DİSK’ten iş bırakma uyarısı
Öte yandan DİSK yaptığı açıklamada AKP iktidarını uyararak, 48 sonra işçilerin “çalışmama haklarını kullanacakları” DİSK Yönetim Kurulu adına Genel Başkan Arzu Çerkezoğlu tarafından açıklandı:
‘Emekçiler açısından bu yaşamsal gereklilikler doğrultusunda hükümetin ACİLEN adım atmasını ve sektörlere göre düzenlemeleri yapmasını bekliyoruz. Söz konusu karar ve buna uygun yapılacak düzenlemelerin 48 saat içerisinde hayata geçirilmesi mümkün, dahası salgının yayılma hızı göz önüne alındığında zorunluluktur. Ülkeyi yönetenler bu adımı atmadığı takdirde temel, zorunlu ve acil işler dışındaki işlerde çalışan işçiler, yaşamlarını tehdit eden bu koşullarda 6331 sayılı yasanın 13. maddesinde de açıkça belirtildiği şekilde ciddi ve yakın bir tehlike nedeniyle çalışmaktan kaçınacak ve çalışmama hakkını kullanacaktır. Bu işçilerin yasal hakkıdır, dahası yaşam hakkıdır“.
DİSK’ten hükümete yapılan çağrının içeriği şöyleydi:
-Temel, zorunlu ve acil mal ve hizmet üreten işler dışında bütün işlerde salgın süresince çalışma durdurulsun.
-Salgın süresince işten çıkarmalar yasaklanmalı. Çalışanlara ücretli izin verilmeli ve işsizler için ise koşulsuz işsizlik maaşı ödenmelidir.
-Salgın süresince bütün yurttaşların geliri garanti edilmelidir.
Bütün bunlar için kaynak vardır!
Gereksiz ve acil olmayan kamu yatırımları durdurulmalıdır.
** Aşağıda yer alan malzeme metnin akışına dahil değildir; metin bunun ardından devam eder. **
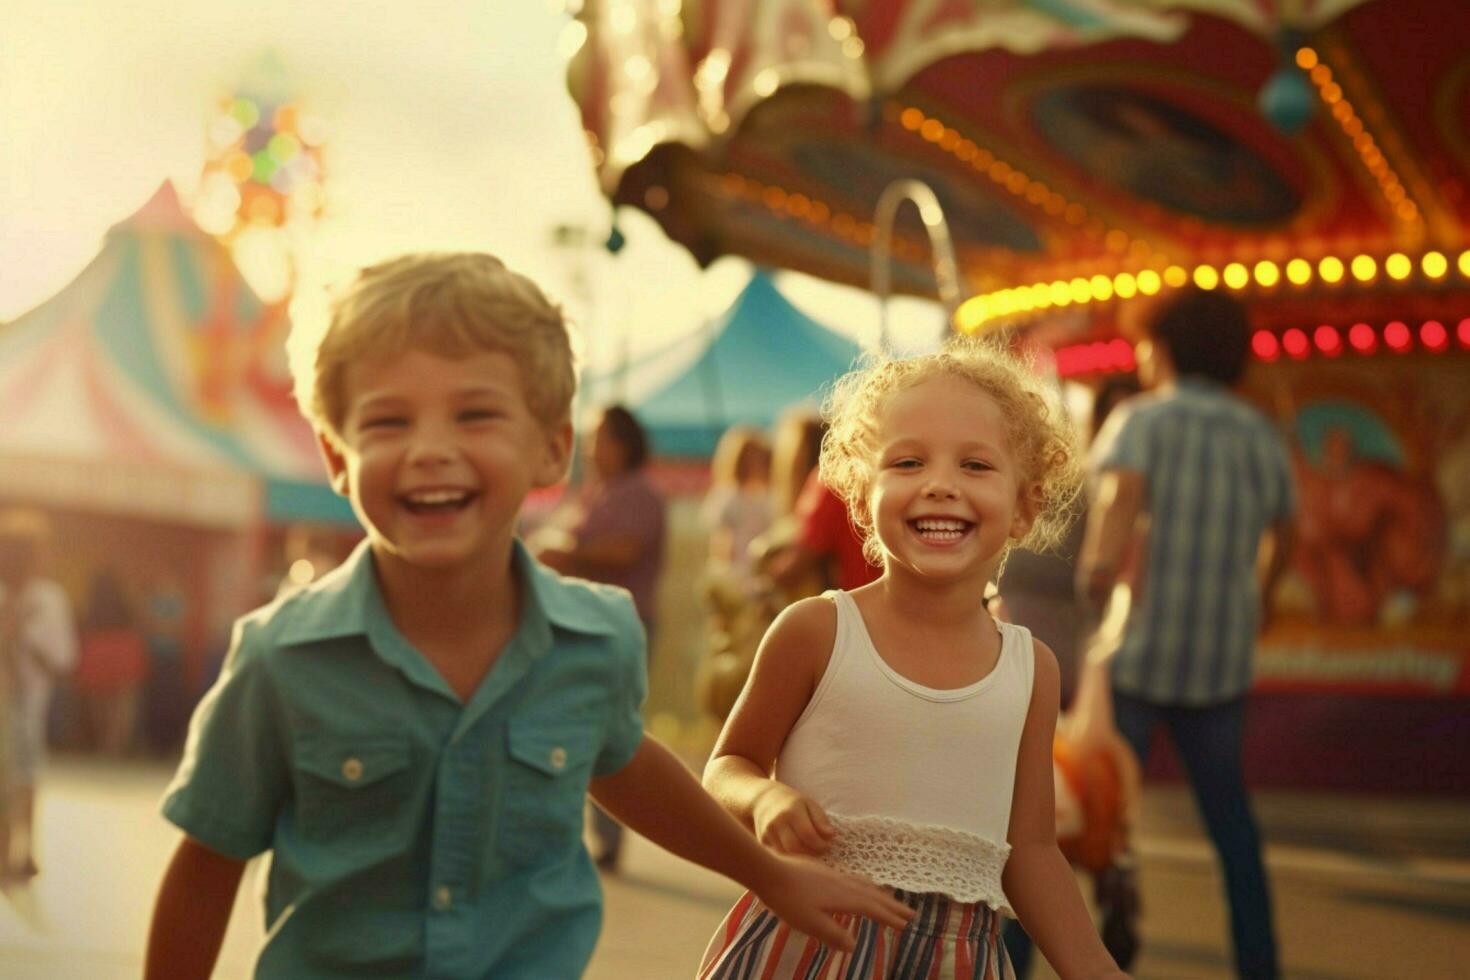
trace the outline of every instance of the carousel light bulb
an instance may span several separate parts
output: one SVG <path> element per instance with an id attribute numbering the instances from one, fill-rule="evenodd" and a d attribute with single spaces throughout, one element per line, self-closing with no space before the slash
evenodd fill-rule
<path id="1" fill-rule="evenodd" d="M 1292 327 L 1281 335 L 1281 347 L 1288 356 L 1300 361 L 1311 353 L 1312 342 L 1307 340 L 1305 332 Z"/>
<path id="2" fill-rule="evenodd" d="M 1450 263 L 1443 252 L 1425 252 L 1424 257 L 1419 260 L 1419 267 L 1429 278 L 1442 279 L 1449 271 Z"/>
<path id="3" fill-rule="evenodd" d="M 1460 338 L 1461 347 L 1470 347 L 1470 316 L 1460 321 L 1455 328 L 1455 336 Z"/>
<path id="4" fill-rule="evenodd" d="M 1293 286 L 1305 286 L 1312 281 L 1312 263 L 1306 259 L 1292 259 L 1286 263 L 1286 278 Z"/>
<path id="5" fill-rule="evenodd" d="M 1251 281 L 1251 274 L 1239 262 L 1232 262 L 1225 267 L 1222 278 L 1231 289 L 1244 289 Z"/>
<path id="6" fill-rule="evenodd" d="M 1366 323 L 1355 323 L 1348 328 L 1348 343 L 1359 354 L 1371 354 L 1378 346 L 1378 335 Z"/>
<path id="7" fill-rule="evenodd" d="M 1335 255 L 1329 255 L 1317 263 L 1317 275 L 1328 285 L 1342 282 L 1342 273 L 1342 259 Z"/>
<path id="8" fill-rule="evenodd" d="M 1358 282 L 1372 282 L 1373 277 L 1378 275 L 1378 263 L 1373 261 L 1371 255 L 1358 255 L 1353 258 L 1353 278 Z"/>
<path id="9" fill-rule="evenodd" d="M 1212 265 L 1197 265 L 1194 267 L 1194 284 L 1200 289 L 1214 289 L 1220 285 L 1220 274 Z"/>
<path id="10" fill-rule="evenodd" d="M 1051 302 L 1053 306 L 1066 306 L 1072 302 L 1072 291 L 1061 279 L 1051 284 Z"/>
<path id="11" fill-rule="evenodd" d="M 1384 261 L 1383 271 L 1388 273 L 1390 279 L 1404 280 L 1414 271 L 1414 263 L 1404 253 L 1395 252 Z"/>
<path id="12" fill-rule="evenodd" d="M 1164 270 L 1164 283 L 1174 289 L 1189 282 L 1189 273 L 1182 265 L 1171 265 Z"/>
<path id="13" fill-rule="evenodd" d="M 1383 328 L 1383 342 L 1396 354 L 1402 354 L 1408 350 L 1413 339 L 1413 335 L 1409 333 L 1408 324 L 1401 320 L 1394 320 Z"/>
<path id="14" fill-rule="evenodd" d="M 1460 267 L 1460 275 L 1470 279 L 1470 249 L 1460 253 L 1460 261 L 1457 264 Z"/>
<path id="15" fill-rule="evenodd" d="M 1138 280 L 1131 272 L 1120 272 L 1113 277 L 1113 292 L 1119 299 L 1132 299 L 1138 293 Z"/>
<path id="16" fill-rule="evenodd" d="M 1072 293 L 1072 302 L 1086 303 L 1092 299 L 1092 286 L 1086 279 L 1078 276 L 1069 283 Z"/>
<path id="17" fill-rule="evenodd" d="M 1152 269 L 1144 269 L 1138 274 L 1138 291 L 1145 296 L 1152 296 L 1163 287 L 1163 280 L 1159 274 Z"/>
<path id="18" fill-rule="evenodd" d="M 1312 342 L 1328 357 L 1336 357 L 1342 353 L 1342 336 L 1337 332 L 1336 327 L 1322 324 L 1312 331 Z"/>
<path id="19" fill-rule="evenodd" d="M 1425 347 L 1438 354 L 1449 346 L 1450 335 L 1449 331 L 1445 330 L 1443 323 L 1438 320 L 1426 320 L 1419 328 L 1419 340 Z"/>
<path id="20" fill-rule="evenodd" d="M 1092 298 L 1099 303 L 1106 303 L 1113 298 L 1113 280 L 1099 273 L 1092 277 Z"/>
<path id="21" fill-rule="evenodd" d="M 1281 343 L 1269 330 L 1257 330 L 1251 337 L 1251 350 L 1263 361 L 1274 361 L 1281 356 Z"/>
<path id="22" fill-rule="evenodd" d="M 1278 269 L 1276 267 L 1276 263 L 1272 262 L 1270 259 L 1262 259 L 1261 261 L 1257 262 L 1255 273 L 1256 282 L 1260 283 L 1262 286 L 1265 286 L 1267 289 L 1270 289 L 1272 286 L 1281 281 L 1281 270 Z"/>
<path id="23" fill-rule="evenodd" d="M 1317 52 L 1311 48 L 1297 48 L 1296 66 L 1302 71 L 1311 71 L 1317 67 Z"/>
Salgın döneminde Kanal İstanbul gibi üzerinde toplumsal uzlaşma sağlanmamış projelerden vazgeçilmeli, kamu ihaleleri ve kaynaklar sağlık sektörüne yönlendirilmelidir.
Araç garantili köprü ve yol ödemeleri ile hasta garantili şehir hastaneleri için şirketlere yapılan ödemeler durdurulmalıdır. Kamu-Özel Ortaklığı isimli projelerin kamulaştırılması hedeflenmeli, bu arada projelere dönük ödentiler TL’ye dönüştürülmeli ve garanti ödemeleri iptal edilmelidir.
Salgınla mücadele bütçe gelirlerini azaltacak ve giderlerini artıracaktır. Kamu gelirlerini artırmak için toplumun zengin ve varlıklı sınıflarından daha fazla kaynak toplanmalıdır. Türkiye’de toplam servetin yüzde 42’si sadece toplumun yüzde 1’inin elindedir. Covid-19 koşullarında bu eşitsizlik sürdürülemez. Bu nedenle büyük servetlere sahip küçük bir azınlığın çok daha fazla fedakârlık etmesi gerekiyor. Covid-19 ile mücadele için etkin bir servet vergisi uygulanmalıdır.